Es hatte Nele viel Überzeugungskraft gekostet, Inken nach der Pul-Party zu überreden, mit Wiete und ihr nachhause zu fahren. Im Gegenzug hatte sie ihr beim Aufräumen geholfen. Auch Uwe war noch zum Aufklaren im Wattparadies geblieben. Das war sehr praktisch gewesen, weil Nele seine Mithilfe benötigte, um Inken demnächst eine Auszeit zu verschaffen. Sie hatte ihn unauffällig beiseitegenommen und gefragt, ob er an dem verlängerten Wochenende, an dem sie Wiete und Inken nach Sanremo entführen wollte, für seine Schwester im Restaurant und in der Fischbude einspringen würde. Uwe hatte keine Sekunde gezögert und Nele bestätigt, dass auch er der Meinung sei, Inken brauche dringend eine kleine Pause. Bei der Gelegenheit hatte Uwe ihr besorgt anvertraut, dass Inken kürzlich sein Angebot, in Zukunft kostenlos ihre Buchführung zu übernehmen, abgelehnt hatte. Ob sie das verstehen würde? Nein, tat Nele nicht! Inkens Abneigung gegen Zahlen war ein offenes Geheimnis, und wenn sie sich schon nicht von ihrem Bruder helfen lassen wollte, sollte sie doch wenigstens Wiete fest als Mitarbeiterin für die Finanzen einstellen. Nele war der Meinung, dass Inken damit zwei Fliegen mit einer Klappe schlagen würde, weil Wiete dann endlich eine Aufgabe besäße, bei der sie kein Porzellan zerdeppern konnte. Dafür sollte Inken dann im Service dringend zwei neue Kräfte einstellen.

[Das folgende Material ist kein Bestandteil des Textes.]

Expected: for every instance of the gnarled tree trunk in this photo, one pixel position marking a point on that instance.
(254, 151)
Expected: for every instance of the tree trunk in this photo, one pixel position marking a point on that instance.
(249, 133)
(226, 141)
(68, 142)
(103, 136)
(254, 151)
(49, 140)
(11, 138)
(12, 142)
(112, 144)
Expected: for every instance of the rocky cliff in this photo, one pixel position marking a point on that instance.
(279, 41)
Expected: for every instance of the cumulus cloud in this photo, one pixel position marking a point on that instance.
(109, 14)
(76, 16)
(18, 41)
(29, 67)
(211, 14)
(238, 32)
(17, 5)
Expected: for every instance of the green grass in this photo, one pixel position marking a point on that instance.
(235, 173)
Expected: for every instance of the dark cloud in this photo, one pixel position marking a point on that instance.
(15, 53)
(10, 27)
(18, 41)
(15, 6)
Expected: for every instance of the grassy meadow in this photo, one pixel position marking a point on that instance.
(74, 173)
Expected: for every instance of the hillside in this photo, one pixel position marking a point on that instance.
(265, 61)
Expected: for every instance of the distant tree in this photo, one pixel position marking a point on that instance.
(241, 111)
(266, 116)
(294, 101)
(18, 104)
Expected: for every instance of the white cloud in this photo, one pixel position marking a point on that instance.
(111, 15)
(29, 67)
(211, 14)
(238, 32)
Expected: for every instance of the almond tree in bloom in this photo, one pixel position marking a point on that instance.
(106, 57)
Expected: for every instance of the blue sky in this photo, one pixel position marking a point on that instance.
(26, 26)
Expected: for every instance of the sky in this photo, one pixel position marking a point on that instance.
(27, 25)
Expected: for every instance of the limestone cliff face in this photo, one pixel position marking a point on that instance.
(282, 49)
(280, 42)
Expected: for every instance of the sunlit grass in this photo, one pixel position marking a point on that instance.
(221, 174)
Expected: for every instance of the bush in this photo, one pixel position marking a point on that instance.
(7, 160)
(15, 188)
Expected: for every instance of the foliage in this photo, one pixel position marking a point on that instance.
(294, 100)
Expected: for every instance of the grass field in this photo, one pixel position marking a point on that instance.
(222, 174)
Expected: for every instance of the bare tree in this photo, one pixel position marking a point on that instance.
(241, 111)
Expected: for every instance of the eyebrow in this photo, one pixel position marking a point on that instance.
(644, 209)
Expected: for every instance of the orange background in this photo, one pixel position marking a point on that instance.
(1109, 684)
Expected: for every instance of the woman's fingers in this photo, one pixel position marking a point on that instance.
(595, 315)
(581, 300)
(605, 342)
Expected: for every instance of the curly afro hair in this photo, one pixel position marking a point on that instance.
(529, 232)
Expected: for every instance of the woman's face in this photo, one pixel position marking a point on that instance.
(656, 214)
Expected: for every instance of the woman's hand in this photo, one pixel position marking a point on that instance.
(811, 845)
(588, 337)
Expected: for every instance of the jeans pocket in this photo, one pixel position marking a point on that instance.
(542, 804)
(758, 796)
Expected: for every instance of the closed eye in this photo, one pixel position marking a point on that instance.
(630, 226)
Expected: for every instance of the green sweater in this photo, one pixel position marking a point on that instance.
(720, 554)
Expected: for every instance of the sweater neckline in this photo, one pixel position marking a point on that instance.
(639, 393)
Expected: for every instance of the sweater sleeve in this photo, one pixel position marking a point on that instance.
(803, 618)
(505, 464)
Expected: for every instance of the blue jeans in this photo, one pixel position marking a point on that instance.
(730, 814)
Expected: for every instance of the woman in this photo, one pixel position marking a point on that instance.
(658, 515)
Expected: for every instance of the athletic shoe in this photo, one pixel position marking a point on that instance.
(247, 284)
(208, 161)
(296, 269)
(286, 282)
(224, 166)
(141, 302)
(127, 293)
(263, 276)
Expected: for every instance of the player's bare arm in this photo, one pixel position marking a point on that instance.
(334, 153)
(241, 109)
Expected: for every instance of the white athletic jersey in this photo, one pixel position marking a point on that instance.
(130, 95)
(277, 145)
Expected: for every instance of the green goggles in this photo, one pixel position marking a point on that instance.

»Trinken wir noch einen Wein zusammen?«, fragte Nele hastig, bevor die Freundinnen verschwinden konnten. Die beiden machten nämlich Anstalten, in ihre Zimmer zu eilen, kaum dass sie in der Diele des Nordfriesenhofs angekommen waren. Der Hof lag sehr malerisch unweit der Hauptstraße, kurz hinter dem Abzweig nach Süderhafen auf der linken Seite. Die Auffahrt führte durch eine Kastanienallee. Auf den Wiesen hinter dem Haus weideten die Schafe des Scheunenpächters. Sie wurden nur bei extremen Witterungsverhältnissen in die geschützte Halle getrieben. Zu Ostern aber fanden dort die Mutterschafe Unterschlupf beim Ablammen. Das Mauerwerk des langgestreckten Hauptgebäudes aus dem späten 19. Jahrhundert war aus rotem Klinker erbaut, und das Haus besaß ein Reetdach. Typisch für die Insel an Land, wie die Halbinsel, die bis weit in die Neunzigerjahre eine Marschinsel gewesen war, auch genannt wurde, grenzte direkt an das historisch anmutende Herrenhaus mit den drei Dachgiebeln eine überdimensionierte Scheune aus grünem Blech.

Inken warf Nele einen zweifelnden Blick zu. »Ich bin ziemlich müde«, stöhnte sie. Kein Wunder, dachte Nele, die Freundin war schon in aller Frühe nach Husum gefahren und hatte nach der Pul-Aktion noch die Krabben einfrieren müssen, die sich nicht am folgenden Tag verbrauchen würden. Frische Porren hielten sich allerhöchstens zwei Tage.